The final bill, however, altered the retention provision and now requires the city to retain the foundation documents for two years. Miller and the NYCLU found this changed measure unacceptable and pulled its support of the ID program.
"Unfortunately, the bill that is before the mayor ... also provides for the city to copy and store people's most sensitive documentation, like pay stubs, social security numbers and even their children's educational records," Miller said in the NYCLU statement to rescind support. "In this bill, the city has not done enough to protect those documents from being used by law enforcement. The NYPD, FBI, DHS and others can request these documents without having to show probable cause. And if they are requested, the city has no obligation to even notify the person so they may be able to defend their own privacy."
The city countered that in order for the bill to pass and the NYPD to accept the ID, the bill had to allow for some concessions. "We're going to keep tabs on every single access point from the NYPD so we can observe if there any abuses," said co-sponsor of the bill Councilmember Carlos Menchaca (D-Brooklyn).
Other groups have expressed worry as to the document retention, a concern felt most deeply by undocumented immigrants.
"There are concerns and we share those concerns," Coates said. "We do not want people being turned over to authorities, but we have yet to see the Department of Homeland Security or the U.S. Immigration and Customs Enforcement agency target city ID lists for deportation."

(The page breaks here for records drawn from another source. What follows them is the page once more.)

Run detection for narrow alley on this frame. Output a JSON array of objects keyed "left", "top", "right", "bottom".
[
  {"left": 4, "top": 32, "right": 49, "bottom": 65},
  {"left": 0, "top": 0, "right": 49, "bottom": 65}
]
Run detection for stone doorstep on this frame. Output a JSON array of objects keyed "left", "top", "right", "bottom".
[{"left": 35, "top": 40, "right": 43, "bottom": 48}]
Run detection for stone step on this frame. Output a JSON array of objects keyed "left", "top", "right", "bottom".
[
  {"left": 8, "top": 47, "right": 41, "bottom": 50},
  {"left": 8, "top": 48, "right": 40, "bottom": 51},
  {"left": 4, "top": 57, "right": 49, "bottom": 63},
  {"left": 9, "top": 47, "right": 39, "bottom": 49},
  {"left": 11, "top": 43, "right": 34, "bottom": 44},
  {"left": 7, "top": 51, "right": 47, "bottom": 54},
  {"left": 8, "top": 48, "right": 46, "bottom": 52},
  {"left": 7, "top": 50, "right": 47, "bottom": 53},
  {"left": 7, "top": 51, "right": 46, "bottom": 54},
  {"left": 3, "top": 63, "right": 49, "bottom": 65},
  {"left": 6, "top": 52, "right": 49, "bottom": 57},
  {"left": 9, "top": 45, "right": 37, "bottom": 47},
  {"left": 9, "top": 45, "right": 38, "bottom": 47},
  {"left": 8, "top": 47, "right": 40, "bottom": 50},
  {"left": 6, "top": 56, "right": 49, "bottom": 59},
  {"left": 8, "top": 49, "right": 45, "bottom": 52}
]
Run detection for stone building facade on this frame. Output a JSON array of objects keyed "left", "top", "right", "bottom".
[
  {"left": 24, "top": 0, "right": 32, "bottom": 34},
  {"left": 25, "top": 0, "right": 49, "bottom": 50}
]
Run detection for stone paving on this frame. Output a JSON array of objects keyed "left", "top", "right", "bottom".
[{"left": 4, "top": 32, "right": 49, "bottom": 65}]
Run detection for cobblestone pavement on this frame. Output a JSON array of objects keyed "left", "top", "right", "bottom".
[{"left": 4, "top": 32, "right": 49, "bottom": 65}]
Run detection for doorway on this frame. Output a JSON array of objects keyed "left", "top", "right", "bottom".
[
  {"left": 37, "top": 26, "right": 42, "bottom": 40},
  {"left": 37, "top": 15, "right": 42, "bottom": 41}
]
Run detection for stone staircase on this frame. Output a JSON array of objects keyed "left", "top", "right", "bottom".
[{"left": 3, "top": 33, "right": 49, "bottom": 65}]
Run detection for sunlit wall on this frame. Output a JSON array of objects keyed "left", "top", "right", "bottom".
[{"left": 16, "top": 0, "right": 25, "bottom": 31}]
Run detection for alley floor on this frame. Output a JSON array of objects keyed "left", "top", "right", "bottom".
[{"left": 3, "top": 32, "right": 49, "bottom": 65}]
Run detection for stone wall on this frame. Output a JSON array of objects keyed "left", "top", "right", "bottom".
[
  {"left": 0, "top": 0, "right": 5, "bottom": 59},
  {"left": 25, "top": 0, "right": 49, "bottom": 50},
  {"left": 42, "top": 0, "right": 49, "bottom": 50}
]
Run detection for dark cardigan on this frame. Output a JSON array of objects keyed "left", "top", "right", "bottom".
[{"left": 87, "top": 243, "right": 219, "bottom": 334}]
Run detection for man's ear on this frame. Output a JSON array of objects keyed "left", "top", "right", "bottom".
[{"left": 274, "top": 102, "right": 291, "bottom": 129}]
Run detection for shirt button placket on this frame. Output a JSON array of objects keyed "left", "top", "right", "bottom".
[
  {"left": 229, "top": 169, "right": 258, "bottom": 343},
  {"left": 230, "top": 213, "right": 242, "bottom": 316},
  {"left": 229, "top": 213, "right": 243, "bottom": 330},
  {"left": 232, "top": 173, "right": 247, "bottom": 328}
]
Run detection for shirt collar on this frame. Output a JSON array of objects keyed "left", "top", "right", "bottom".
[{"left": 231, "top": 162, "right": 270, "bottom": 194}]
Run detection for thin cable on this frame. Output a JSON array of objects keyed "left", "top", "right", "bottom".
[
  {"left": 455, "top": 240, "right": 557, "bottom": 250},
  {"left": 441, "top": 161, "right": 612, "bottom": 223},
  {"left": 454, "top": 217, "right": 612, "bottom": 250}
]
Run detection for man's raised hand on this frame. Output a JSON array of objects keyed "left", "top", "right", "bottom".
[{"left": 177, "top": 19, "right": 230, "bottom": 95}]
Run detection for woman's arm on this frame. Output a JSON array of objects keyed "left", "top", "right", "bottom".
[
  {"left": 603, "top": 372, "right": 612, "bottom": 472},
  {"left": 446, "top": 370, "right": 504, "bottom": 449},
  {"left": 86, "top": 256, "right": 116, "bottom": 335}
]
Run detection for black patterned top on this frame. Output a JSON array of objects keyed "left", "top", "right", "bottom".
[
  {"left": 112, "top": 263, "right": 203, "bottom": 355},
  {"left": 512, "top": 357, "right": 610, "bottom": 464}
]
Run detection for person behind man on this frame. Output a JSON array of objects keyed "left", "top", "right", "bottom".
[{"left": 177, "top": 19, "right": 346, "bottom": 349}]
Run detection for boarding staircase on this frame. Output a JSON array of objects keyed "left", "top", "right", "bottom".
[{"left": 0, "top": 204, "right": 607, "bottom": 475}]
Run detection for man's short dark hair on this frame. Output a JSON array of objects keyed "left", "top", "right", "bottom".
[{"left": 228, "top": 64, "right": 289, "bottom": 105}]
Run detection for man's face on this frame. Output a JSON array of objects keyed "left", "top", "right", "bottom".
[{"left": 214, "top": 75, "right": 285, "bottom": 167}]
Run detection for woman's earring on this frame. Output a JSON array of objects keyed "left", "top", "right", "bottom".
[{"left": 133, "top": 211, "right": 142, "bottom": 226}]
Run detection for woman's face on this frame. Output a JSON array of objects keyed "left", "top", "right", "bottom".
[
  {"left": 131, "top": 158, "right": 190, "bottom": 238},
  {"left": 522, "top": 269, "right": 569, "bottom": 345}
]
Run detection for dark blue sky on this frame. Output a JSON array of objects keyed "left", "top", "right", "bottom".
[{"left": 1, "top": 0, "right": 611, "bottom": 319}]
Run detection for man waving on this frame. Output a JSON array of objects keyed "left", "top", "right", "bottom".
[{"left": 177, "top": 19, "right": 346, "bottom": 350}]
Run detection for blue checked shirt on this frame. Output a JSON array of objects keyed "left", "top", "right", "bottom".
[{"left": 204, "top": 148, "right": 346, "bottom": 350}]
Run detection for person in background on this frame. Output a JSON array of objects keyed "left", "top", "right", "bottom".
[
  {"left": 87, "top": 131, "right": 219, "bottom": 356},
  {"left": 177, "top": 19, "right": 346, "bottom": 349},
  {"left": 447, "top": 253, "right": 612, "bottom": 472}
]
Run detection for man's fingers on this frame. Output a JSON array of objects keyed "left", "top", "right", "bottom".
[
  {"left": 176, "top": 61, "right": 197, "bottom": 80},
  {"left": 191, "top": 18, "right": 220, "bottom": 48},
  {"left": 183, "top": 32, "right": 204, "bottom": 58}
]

The city of New Haven, Connecticut, may not agree. In 2007, two days after introducing a citywide ID program, DHS and ICE agents raided homes in that city without warrants and some individuals were seized and subjected to deportation hearings.
In February 2012, the U.S. government settled with 11 individuals who alleged they were illegally raided in retaliation of the city ID program. The government did not admit liability or fault and called the settlement necessary “in order to avoid the additional time and expense of further litigation.”
The events of New Haven notwithstanding, Coates' worry is assuaged by the "assurances the city has been able to obtain from DHS [...] even if we are unable to put it in the legislation."
Further calming fears is the provision that in order for a law enforcement agency to obtain copies of the
documents used in the NYC ID program, a judicial warrant or subpoena must be issued.
"On the legal end," Coates noted, "there are clear and high level bars that we were able to put into the law. Another agency will have to get a judicial subpoena, for example."
What is unclear is the level of cause or reason sufficient for a valid subpoena or warrant for NYC ID documents. The NYCLU statement notes that no probable cause is needed for access and the hearing notes and legislative text is silent on that issue.
"There is a global concern as to where and how the information is being held," noted Drinkwater, but "this is where broader education is needed in advance of the roll-out." Not dismissing valid concerns, Coates noted that for much of the undocumented immigrant community, "we understand that everything is a risk.The fundamental goal is to pass federal immigration reform that formally and legally integrates these persons in society. but in the interim, there are risks to the NYC ID, but the benefits that we are getting out of this card is unlocking the city."
"The NYC ID is something for all New Yorkers," said Drinkwater. "Standing side by side pulling everyone out of the shadows allows for a prosperous civic life and ensures that all of our communities are engaged."